The clown, the red nose, the wise fool and the improv theater player are observers. In an improv workshop the other day, we did an exercise where we stood in a circle and had to count to ten collectively. One person, one number. If more than one person started to say the next number, we had to go back to one. Thus, the most important listening was in the silence. What was happening when we were all quiet? What were we sensing from each other? What was going on in our selves? I remember so many moments where I felt my heart racing in the silence “Do I jump in with the next number or not?” I listened. I waited. I let the urge to speak rise. Sometimes I let it fall without taking action. Sometimes, I spoke. Sometimes I interrupted someone and we had to start from the beginning. Sometimes, I was simply the next number in our collective counting.
In our red nose workshop last night, we performed in pairs. The general idea was to create a story together. This involves being interested in our environment rather than trying to be interesting. I now understand that the audience is going to get interested in us by watching us get interested in what’s around us – especially each other. We listened to our environment and one another. We listened to ourselves. What was moving within? What wanted to emerge in response to a combination of internal and external sensations and cues?
This kind of listening is more than unilateral reflection from one person to another. I observed my performance partner, Corinna. I observed myself and I would move in a way that responded to both my rhythm and her rhythm. This created in turn, another rhythm. In one moment, for example, Corinna looked into the distance. I followed her gaze and together we stared out at who-knows-what. The audience chuckled. Our joint creativity (engagement in bringing things into being) was most interesting to the audience when we were in this kind of dance, being led by our interest in one another.
I think the audience becomes most interested when they feel like they are simply watching two people dance and connect with each other, rather than feeling like they are watching a performance created for them as an audience. I certainly felt this when I was in the audience, watching fellow red noses Lisa and Ines. The scene we performed in pairs was called Bus Stop. I’ll call their characters Lucia and Fran. Fran came in and sat down, waiting for the bus. Eventually, Lucia walked to the bus stop, blowing bubbles along the way. Through her bubble-making, Lucia forged a connection with Fran and their dance began.
We watched Fran and Lucia start out fascinated and delighted by each other, both enjoying a rummage through Fran’s bag. We watched them enter into conflict as Lucia began to get possessive of Fran’s belongings. We watched Fran’s discomfort when Lucia decided it was okay to sit on her lap. Eventually, Fran found herself being led off to who-knows-where, literally entangled (courtesy of a knotted necklace) with Lucia.
I went through a range of emotions watching Fran and Lucia. I delighted in their playful friendliness. I shared Fran’s frustration as Lucia became possessive. I giggled every time Lucia interrupted both the playfulness and the tension to look at her watch. I was wrapped up in their story.
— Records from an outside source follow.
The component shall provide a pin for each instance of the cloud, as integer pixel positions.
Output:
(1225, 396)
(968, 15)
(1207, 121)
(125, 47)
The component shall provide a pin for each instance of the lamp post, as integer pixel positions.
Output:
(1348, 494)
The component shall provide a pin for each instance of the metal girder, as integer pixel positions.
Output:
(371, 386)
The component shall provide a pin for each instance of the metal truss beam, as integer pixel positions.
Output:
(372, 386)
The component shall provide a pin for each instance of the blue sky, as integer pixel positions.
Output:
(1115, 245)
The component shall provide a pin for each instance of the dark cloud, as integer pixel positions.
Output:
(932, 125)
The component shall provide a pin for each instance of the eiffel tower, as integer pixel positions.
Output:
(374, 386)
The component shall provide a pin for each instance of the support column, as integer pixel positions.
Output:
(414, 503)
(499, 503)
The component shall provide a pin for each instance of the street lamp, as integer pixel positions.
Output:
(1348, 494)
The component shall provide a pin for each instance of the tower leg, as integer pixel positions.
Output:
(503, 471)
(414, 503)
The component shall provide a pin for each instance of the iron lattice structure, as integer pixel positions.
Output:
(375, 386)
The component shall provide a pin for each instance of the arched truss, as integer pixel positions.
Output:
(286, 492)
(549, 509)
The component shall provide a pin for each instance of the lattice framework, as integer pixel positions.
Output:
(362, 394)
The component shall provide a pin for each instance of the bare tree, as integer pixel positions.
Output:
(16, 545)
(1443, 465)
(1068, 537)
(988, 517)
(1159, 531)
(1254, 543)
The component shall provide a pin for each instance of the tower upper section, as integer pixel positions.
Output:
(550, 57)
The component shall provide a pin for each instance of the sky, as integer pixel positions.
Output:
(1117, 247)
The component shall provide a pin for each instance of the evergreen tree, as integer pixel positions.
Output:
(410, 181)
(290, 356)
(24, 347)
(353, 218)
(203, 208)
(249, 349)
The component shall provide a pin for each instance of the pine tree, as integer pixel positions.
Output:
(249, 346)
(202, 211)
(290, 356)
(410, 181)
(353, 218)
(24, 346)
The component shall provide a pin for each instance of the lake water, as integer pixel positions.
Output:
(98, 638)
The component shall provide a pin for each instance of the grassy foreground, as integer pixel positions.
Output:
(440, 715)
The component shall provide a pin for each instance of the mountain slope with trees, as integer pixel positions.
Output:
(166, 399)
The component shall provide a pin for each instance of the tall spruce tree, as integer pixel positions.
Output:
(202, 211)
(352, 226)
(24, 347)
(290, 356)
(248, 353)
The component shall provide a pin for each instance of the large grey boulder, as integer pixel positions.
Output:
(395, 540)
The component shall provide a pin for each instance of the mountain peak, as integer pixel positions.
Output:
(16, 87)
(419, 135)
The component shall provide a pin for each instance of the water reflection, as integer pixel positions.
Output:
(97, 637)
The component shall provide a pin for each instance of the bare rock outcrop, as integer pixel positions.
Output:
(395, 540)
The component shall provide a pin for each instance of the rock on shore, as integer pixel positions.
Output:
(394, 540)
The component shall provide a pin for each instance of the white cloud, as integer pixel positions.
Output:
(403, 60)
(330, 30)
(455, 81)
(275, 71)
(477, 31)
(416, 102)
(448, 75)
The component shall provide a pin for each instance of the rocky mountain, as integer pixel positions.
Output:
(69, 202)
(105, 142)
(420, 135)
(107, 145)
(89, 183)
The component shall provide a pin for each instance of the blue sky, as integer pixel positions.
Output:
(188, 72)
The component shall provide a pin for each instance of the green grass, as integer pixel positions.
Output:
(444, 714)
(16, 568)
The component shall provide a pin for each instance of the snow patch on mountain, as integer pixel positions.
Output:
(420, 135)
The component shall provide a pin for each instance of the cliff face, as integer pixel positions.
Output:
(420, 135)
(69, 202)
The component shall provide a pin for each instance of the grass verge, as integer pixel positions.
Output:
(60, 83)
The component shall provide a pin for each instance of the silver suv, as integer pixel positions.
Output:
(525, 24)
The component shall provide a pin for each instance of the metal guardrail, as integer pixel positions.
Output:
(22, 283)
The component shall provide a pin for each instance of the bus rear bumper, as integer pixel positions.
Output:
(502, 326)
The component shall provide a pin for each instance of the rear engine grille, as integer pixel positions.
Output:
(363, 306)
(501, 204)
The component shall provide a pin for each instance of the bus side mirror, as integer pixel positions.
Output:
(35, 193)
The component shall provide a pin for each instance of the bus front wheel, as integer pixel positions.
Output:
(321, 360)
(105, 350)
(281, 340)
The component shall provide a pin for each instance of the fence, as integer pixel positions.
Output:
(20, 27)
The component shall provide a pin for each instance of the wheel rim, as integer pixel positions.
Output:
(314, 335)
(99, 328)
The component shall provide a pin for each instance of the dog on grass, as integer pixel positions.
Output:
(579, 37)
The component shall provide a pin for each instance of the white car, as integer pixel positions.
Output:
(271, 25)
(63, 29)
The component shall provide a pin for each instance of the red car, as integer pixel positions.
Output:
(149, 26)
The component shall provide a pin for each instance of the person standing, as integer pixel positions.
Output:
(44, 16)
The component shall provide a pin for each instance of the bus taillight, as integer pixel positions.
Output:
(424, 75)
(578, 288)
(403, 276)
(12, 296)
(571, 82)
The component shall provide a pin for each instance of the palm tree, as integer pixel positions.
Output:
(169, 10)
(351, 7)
Likewise, as a performer, I enjoyed our story most when I went deep into listening mode. That was when I really stepped into the character of the moment – this person sitting at a bus stop with another person. I listened for what was I feeling in relation to what Corinna’s character was doing or how she seemed to be feeling. I became interested in what was going on between us, rather than trying to entertain the audience. I became wrapped up in our story.
All these experiences have got me wondering: How well am I listening? How often am I moving through my day not really listening to my self, to others, to our immediate surroundings? What cues am I missing? What connections am I avoiding, crushing or simply bypassing? What would happen if I were to start practicing this deeper form of listening in day-to-day to life, including collaborative projects?